2.4 Xanthomonas campestris pv. campestris

La souche 147 de Xanthomonas campestris pv. campestris (X.c.c.) est responsable du développement d'une HR observable dès 36 heures sur les feuilles de l'écotype Colombia-0 d'Arabidopsis lorsque l'inoculum est de 1.10⁸ cfu/ml. Elle est cultivée 3 jours à 28°C sur boîte de Pétri contenant du milieu Kado (Kado and Heskett, 1970) supplémenté en spectinomycine (100 μg/ml), puis 20 ml de milieu Kado liquide (spectinomycine 100 μg/ml) sont ensemencés avec une colonie isolée de cette boîte. Après une incubation de 12 h à 28°C sous agitation (200 tr/min), cette culture est centrifugée 5 min à 6000 g. Le culot en résultant est lavé à l'aide de 10 ml d'eau stérile, et une vigoureuse agitation remet le culot en suspension. Une nouvelle centrifugation, dans les mêmes conditions que précédemment, permet de culoter à nouveau les bactéries. Le nouveau culot est repris par 5 ml d'eau stérile, et une lecture de la densité optique à 600 nm est effectuée sur une dilution au dixième dans de l'eau stérile. Les rapports 1 DO₆₀o = 1.1O⁹ cfu/ml permet d'évaluer la concentration en bactéries, et d'ajuster la supension bactérienne à 1.10⁸ cfu/ml afin d'inoculer les plantes d'Arabidopsis.

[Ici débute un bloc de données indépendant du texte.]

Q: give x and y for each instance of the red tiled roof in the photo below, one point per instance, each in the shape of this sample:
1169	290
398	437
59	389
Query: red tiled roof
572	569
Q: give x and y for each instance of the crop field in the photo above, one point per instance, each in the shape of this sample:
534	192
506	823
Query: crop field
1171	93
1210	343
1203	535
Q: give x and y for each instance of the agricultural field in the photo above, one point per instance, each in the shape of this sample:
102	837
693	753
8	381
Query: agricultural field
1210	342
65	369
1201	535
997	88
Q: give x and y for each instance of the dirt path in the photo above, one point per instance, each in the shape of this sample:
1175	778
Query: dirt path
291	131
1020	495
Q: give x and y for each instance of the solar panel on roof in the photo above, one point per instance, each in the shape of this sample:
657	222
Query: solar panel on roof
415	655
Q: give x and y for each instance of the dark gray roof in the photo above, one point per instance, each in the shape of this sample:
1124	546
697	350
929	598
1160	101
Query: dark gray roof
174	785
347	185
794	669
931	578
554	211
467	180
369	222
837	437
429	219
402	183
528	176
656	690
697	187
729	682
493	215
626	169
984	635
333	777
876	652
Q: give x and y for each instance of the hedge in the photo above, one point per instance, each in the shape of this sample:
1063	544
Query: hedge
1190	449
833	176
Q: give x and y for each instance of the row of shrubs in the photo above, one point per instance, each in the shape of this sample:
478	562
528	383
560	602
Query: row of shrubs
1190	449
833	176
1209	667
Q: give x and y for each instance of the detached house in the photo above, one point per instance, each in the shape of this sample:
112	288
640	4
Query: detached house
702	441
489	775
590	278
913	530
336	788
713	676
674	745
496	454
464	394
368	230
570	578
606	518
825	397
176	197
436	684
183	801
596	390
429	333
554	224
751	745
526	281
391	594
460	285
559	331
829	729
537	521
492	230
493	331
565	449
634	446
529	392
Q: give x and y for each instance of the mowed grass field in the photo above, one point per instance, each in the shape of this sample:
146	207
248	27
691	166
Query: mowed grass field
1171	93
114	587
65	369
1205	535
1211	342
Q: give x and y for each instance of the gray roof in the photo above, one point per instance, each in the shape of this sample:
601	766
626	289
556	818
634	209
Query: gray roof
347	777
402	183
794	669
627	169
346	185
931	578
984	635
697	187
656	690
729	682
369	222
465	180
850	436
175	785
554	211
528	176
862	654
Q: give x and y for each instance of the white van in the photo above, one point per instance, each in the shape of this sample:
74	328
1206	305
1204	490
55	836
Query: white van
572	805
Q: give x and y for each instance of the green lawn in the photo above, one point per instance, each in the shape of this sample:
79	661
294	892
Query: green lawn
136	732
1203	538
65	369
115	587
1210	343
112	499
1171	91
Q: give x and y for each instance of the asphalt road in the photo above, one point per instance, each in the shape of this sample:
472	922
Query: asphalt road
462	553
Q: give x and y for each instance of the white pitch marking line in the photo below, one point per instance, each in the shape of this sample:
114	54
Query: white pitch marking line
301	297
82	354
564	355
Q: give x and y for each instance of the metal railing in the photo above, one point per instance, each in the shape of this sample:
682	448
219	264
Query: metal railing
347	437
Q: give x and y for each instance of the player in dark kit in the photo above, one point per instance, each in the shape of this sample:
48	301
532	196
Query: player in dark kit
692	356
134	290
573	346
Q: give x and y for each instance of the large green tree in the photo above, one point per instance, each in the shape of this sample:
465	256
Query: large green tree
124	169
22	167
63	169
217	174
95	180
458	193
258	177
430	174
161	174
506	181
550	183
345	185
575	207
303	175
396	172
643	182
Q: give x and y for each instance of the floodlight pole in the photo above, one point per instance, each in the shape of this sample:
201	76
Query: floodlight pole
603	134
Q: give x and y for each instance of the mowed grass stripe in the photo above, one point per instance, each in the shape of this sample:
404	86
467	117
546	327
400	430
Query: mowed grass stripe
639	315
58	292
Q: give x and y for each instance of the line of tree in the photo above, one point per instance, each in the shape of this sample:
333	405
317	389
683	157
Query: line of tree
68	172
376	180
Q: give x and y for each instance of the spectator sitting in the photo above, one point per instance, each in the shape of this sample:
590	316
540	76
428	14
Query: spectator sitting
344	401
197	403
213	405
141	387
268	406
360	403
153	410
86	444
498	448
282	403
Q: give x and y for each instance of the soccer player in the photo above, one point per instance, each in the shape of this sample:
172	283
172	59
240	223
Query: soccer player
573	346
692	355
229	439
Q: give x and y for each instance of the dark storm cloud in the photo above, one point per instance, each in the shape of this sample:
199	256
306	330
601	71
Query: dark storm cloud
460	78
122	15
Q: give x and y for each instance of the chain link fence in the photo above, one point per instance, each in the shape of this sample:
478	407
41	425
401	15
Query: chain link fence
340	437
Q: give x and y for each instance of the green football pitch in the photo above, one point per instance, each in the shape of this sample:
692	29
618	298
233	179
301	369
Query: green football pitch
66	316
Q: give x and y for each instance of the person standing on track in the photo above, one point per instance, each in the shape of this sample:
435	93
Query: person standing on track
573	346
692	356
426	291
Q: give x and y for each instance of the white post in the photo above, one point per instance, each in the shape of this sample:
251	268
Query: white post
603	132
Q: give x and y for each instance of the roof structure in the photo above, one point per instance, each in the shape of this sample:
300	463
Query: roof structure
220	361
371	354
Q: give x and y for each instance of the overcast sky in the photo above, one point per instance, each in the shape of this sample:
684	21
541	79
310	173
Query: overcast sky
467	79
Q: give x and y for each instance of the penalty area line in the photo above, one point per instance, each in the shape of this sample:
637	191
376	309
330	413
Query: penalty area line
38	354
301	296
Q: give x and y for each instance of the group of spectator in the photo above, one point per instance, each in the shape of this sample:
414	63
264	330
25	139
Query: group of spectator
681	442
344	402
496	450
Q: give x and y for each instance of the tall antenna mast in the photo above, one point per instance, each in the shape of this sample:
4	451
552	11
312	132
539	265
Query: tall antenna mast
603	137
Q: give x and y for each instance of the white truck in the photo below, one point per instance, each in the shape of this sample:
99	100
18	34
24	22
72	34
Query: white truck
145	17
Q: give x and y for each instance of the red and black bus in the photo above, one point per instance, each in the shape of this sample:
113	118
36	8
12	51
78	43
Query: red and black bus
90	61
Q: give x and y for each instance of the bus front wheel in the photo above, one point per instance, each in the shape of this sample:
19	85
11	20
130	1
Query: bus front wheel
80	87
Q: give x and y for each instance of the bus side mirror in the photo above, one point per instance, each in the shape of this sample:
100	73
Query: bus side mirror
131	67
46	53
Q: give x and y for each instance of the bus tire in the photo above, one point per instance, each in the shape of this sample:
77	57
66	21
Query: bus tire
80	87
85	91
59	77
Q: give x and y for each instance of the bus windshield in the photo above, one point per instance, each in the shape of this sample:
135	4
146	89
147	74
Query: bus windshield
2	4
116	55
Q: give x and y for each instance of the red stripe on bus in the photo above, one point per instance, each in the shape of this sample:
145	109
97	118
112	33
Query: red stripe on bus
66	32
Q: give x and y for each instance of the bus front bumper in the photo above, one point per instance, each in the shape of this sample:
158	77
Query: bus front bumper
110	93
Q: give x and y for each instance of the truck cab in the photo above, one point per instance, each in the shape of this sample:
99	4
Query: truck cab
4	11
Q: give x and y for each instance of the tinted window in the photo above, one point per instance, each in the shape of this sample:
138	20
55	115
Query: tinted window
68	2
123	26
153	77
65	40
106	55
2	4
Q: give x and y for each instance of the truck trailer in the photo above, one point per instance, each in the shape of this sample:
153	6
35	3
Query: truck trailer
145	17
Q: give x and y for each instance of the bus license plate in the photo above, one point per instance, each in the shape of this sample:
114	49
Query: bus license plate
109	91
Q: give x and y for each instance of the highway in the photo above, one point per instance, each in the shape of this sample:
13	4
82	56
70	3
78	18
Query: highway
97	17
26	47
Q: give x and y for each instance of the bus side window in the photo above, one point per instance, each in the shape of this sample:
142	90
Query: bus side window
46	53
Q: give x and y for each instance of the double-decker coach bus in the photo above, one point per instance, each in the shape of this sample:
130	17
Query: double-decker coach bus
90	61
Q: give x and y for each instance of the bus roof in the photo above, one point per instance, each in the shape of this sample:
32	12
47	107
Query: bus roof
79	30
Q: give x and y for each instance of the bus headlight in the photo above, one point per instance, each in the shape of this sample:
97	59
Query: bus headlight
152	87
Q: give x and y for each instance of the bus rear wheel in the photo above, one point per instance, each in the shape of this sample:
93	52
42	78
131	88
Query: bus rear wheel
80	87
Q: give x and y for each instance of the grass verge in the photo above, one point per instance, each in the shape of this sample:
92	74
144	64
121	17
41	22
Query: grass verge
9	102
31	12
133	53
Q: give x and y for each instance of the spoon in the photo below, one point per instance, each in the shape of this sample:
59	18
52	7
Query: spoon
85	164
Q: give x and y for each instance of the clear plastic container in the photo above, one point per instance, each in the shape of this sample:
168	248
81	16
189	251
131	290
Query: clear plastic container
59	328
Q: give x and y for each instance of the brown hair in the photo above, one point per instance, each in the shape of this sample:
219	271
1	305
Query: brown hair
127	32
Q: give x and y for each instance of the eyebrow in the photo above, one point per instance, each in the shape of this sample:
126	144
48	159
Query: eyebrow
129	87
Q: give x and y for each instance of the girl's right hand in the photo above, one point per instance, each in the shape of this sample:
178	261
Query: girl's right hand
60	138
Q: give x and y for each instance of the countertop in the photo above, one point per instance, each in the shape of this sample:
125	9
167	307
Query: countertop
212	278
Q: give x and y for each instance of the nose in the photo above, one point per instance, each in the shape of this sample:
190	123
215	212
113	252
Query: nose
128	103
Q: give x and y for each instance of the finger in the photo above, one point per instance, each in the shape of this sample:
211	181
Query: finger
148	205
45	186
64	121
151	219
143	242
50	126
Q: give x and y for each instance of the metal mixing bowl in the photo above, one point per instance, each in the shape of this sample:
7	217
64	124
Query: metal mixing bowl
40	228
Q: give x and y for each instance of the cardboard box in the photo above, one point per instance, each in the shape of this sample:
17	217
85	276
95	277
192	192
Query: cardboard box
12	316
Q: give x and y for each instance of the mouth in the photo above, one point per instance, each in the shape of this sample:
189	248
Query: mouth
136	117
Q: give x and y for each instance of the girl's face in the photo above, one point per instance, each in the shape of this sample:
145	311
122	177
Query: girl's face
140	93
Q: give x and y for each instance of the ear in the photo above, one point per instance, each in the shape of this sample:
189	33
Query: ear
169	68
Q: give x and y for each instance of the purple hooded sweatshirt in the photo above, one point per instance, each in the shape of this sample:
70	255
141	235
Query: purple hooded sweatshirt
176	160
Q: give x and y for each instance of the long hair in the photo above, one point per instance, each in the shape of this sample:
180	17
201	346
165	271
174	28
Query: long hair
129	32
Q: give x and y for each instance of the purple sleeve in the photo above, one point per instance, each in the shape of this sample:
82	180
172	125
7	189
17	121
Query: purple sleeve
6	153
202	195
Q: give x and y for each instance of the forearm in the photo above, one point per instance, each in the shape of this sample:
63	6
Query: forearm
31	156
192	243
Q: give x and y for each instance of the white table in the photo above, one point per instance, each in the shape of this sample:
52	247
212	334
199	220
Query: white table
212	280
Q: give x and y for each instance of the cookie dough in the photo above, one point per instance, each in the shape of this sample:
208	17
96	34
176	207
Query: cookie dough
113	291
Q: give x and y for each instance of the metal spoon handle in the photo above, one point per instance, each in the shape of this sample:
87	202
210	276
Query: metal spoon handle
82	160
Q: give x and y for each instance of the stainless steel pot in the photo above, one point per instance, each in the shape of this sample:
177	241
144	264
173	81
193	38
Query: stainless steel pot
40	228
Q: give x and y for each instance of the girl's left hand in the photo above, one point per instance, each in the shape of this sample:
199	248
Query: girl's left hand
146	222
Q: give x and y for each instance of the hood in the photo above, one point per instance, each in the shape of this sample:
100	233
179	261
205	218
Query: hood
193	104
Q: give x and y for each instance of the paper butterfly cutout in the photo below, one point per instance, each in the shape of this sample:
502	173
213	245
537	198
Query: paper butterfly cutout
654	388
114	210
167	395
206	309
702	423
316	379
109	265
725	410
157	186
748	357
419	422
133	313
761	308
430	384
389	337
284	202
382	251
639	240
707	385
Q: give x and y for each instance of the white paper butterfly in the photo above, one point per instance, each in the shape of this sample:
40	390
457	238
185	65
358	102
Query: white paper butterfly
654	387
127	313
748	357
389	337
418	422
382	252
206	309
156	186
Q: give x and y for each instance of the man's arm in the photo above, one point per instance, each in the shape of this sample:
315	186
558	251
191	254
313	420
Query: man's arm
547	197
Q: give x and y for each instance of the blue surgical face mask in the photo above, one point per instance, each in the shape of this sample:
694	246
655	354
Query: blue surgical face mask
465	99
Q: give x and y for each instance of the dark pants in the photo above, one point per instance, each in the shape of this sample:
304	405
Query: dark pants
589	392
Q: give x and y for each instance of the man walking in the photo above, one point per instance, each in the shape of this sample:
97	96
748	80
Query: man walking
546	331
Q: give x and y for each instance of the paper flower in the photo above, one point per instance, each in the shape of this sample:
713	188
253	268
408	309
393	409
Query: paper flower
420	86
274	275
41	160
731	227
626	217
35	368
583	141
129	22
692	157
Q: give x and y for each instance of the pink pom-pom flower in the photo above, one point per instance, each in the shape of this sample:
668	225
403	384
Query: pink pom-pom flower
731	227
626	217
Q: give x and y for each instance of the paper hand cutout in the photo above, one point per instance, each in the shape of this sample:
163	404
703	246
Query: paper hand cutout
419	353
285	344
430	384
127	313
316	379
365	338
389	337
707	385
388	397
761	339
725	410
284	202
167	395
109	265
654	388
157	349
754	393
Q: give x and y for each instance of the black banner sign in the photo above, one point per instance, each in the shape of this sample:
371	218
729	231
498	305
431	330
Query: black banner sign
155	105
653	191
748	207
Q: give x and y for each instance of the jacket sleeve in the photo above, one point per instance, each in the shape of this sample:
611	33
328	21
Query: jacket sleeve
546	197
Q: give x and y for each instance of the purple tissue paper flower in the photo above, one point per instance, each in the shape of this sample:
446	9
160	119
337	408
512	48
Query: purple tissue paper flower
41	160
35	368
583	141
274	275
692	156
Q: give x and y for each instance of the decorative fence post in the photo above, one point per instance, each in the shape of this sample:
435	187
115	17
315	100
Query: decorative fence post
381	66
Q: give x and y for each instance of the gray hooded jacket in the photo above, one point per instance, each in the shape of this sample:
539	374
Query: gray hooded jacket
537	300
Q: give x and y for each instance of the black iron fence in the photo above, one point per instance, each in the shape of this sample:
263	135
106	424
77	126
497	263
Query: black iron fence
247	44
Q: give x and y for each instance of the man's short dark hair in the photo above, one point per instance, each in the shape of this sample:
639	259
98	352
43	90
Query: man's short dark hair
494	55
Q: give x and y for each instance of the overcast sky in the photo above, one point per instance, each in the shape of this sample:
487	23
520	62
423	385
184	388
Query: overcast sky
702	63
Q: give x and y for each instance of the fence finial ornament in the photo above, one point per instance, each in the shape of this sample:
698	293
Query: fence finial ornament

3 Inoculations bactériennes des plantes

3.1 Inoculation du Tabac par Ralstonia solanacearum Les inoculations sont effectuées manuellement sur la face inférieure des feuilles les plus jeunes ayant atteint leur taille maximale (environ 30 cm de long sur 20 cm de large) sur des plantes âgées de huit semaines, à l'aide d'une seringue stérile de 1 ml sans aiguille, et ceci sur une surface d'environ 5 cm². La grande surface des feuilles utilisées permet d'effectuer plusieurs inoculations sur la même feuille. 3.1.1 Test de pathogénicité de la souche avirulente GMI 1000

Des inoculations utilisant trois inocula (5.10⁶, 1.10⁷ et 5.10⁷ cfu/ml) sont effectuées sur les deux côtés de la nervure centrale de deux feuilles de deux plantes pour chaque lignée testée. Les zones inoculées sont repérées en les délimitant à l'aide d'un marqueur noir. L'apparition des symptômes au cours du temps est notée par appréciation visuelle de leur gravité et de leur étendue. Une notation étant indispensable, nous avons établi une hiérarchie dans la gravité des symptômes, selon le barème suivant :

1 : Apparition de petits groupes de cellules en "collapse" dans les zones inoculées. 2: Apparition de zones plus étendues en "collapse" dans les zones inoculées. 3: Les zones inoculées entières sont en "collapse". L'expression des résultats se fait sur la base de la somme obtenue pour chaque temps et pour chaque lignée. Le maximum étant de 24 (indice 3, 2 zones pour 2 feuilles de 2 plantes), les résultats sont finalement exprimés en pourcentage de ce maximum. Le report de ces données sur un graphique temporel permet de comparer la vitesse d'apparition des symptômes, ainsi que leur gravité. 3.1.2 Souche virulente K60

Les inoculations sont effectuées avec un inoculum de 5.10⁷ cfu/ml dans les mêmes conditions que pour la souche avirulente GMI1000. Les symptômes sont observés au cours du temps. Ceux-ci étant très différents entre la lignée sauvage BS et certaines lignées transgéniques, il n'a pas été possible d'établir un barème de gravité, comme dans le cas de la souche GMI 1000.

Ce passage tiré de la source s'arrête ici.